Photo by Harshil Gudka

I opened my email yesterday morning, only to find this notice from Netlify:

Netlify bandwidth notice

I was surprised. I had no idea that I was using that much bandwidth. I had been using Netlify for a while now, and I had been happy with it.

So I logged into my Netlify account to see what might be going on. I found this graph for my bandwidth usage. The graph below shows the dramatic spike in usage over the last few weeks. Needless to say, I was shocked. I had not suddenly become popular. Sure, I had a couple of blog posts about Eleventy and some other stuff, but nothing that would cause this kind of spike.

Netlify bandwidth usage

I downloaded the usage CSV that they provide and two of my sites, this site and the 11ty Bundle, shared the load, with this site consuming about 20GB and the 11ty Bundle consuming about 30GB. That didn't make a ton of sense to me.

Looking at my analytics (I use Fathom Analytics for all the sites I have), while I have experienced an increase in traffic, it did not seem enough to cause this kind of spike that Netlify is showing.

Fathom Analytics usage graph

I had been looking at Cloudflare and had even set up a toy project there to see what the interface was like and what it would take to build an Eleventy site there. I got it up and running, but did not feel compelled to make a switch on any of my sites. I was used to the Netlify interface and the way it worked and I found the Cloudflare interface a bit confusing. But that is probably due to my familiarity with Netlify.

I will also note that the Cloudflare "free" plan offers unlimited bandwidth and unlimited sites. And it allows for 500 builds per month as compared with Netlify's 300 build minutes per month. I can certainly live well within the 500 build per month limit.

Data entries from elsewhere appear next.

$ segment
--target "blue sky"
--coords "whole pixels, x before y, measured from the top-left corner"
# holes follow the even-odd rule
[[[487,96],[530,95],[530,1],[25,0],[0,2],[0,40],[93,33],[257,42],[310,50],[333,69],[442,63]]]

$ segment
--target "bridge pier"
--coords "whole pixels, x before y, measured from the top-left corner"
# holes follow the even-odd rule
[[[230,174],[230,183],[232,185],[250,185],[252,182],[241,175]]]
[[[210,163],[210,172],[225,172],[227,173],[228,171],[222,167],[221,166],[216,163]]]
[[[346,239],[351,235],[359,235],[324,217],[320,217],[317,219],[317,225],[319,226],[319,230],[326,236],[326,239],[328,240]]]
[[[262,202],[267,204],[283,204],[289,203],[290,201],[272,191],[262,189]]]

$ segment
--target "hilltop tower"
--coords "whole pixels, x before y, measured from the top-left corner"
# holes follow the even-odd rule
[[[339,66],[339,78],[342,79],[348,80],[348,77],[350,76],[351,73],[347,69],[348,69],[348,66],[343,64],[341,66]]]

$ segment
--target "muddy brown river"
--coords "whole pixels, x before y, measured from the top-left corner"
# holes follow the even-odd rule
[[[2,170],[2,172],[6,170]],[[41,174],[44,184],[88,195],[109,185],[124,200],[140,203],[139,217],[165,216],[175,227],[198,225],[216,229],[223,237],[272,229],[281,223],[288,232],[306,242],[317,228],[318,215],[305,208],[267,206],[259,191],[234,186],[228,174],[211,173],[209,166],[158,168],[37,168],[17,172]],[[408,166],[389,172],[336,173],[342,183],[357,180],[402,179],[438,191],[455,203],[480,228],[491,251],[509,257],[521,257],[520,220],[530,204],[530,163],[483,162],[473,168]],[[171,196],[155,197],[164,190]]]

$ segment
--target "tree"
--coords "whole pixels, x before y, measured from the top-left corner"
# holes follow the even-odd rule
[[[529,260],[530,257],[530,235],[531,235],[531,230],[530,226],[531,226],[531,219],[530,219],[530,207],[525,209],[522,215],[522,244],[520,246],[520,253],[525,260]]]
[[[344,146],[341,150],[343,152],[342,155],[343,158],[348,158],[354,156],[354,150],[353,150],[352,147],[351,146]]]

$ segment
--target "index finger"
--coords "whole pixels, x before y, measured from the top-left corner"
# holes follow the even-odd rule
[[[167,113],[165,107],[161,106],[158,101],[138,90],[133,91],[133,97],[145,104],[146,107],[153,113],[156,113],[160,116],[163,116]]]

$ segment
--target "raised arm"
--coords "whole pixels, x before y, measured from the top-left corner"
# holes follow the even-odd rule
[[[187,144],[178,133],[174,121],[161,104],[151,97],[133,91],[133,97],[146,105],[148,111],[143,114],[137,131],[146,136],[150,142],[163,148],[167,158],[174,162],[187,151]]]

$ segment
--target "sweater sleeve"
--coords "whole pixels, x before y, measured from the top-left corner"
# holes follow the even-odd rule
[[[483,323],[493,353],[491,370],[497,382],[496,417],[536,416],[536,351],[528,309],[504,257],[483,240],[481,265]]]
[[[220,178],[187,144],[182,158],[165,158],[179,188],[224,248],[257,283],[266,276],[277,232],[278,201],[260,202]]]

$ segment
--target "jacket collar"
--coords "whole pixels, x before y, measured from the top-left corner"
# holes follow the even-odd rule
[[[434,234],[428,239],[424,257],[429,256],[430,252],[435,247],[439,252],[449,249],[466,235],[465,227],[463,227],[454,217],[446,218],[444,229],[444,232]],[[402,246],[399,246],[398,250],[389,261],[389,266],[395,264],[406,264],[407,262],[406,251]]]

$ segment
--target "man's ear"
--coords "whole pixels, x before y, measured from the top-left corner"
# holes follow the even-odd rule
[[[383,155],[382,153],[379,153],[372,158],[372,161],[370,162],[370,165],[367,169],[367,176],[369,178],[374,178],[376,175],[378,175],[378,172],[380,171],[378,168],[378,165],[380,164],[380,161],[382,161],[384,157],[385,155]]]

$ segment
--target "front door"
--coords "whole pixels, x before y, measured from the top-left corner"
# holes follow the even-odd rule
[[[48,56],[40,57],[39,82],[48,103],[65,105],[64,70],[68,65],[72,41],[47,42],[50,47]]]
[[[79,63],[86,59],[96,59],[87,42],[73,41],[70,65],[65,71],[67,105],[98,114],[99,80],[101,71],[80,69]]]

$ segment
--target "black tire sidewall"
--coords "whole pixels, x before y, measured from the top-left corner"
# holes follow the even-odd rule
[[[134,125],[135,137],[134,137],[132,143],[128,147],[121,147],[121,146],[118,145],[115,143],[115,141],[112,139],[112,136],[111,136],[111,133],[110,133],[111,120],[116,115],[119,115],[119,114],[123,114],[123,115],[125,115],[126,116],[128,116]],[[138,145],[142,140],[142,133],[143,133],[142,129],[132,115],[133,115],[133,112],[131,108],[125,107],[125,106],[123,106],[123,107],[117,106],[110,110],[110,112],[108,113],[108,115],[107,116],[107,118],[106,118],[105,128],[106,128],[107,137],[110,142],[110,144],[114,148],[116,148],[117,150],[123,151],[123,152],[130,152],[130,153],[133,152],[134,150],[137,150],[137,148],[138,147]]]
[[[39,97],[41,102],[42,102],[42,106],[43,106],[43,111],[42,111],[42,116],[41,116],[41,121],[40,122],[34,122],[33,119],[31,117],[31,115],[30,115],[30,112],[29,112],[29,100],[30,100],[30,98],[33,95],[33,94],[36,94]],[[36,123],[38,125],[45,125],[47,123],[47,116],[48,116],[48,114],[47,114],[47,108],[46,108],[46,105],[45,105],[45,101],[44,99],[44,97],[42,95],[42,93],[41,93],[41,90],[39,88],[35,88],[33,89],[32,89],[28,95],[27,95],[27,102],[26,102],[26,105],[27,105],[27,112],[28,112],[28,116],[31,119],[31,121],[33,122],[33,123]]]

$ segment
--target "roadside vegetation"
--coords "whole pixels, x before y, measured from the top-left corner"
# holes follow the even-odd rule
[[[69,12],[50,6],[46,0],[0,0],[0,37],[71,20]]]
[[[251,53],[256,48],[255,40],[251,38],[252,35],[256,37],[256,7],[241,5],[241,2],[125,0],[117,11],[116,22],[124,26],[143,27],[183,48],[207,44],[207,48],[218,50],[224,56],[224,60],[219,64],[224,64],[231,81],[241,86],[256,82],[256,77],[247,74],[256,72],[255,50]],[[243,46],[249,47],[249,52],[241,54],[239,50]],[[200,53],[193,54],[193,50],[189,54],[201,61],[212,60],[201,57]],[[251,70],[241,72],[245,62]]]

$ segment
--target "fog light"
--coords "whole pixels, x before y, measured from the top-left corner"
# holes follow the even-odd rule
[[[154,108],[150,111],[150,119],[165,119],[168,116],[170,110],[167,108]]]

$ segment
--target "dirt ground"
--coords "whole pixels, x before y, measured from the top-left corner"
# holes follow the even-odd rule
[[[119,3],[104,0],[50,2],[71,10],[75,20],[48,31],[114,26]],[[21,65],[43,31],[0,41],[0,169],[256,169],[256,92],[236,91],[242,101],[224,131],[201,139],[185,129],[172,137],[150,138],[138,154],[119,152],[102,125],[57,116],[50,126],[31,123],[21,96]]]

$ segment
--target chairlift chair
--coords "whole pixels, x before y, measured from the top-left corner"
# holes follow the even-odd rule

Funny thing...while I was on Bluesky today, Sia Karamalegos just happened to repost an article she had written about her own story of Migrating from Netlify to Cloudflare. Her primary reason was to take advantage of the AI bot protection provided by Cloudflare. It's a great overview of what she encountered in the migration process and I will be making full use of the lessons she learned.

If I had to guess, my bandwidth overage has been caused by bot scraping of my sites. Not sure why I'd be on their radar, but that might be what it is.

So, I've decided to move this site to Cloudflare. I'll keep the 11ty Bundle on Netlify for now. I'll write a post about the migration process once I've completed it.

I have a couple of other thoughts on what might be happening and they revolve around Netlify being VC backed. Perhaps they need to get some of their currently "free" tier users to migrate to their $19/mo Pro plans. Or perhaps they simply want to nudge them to migrate so they can free up resources for their enterprise customers. Either way, those are speculations on perhaps some nefarious ways that Netlify is manipulating or altering the way that they measure bandwidth.

The other side of this is that Cloudflare is a public company, and while not yet profitable, has a sizeable market cap and is growing nicely year over year. They have a vested interest in getting more users on their platform and they offer a far broader range of networking services that the narrow niche in which Netlify operates.

All I want is a stable place to host my rather small websites. After all, for me, this is a hobby.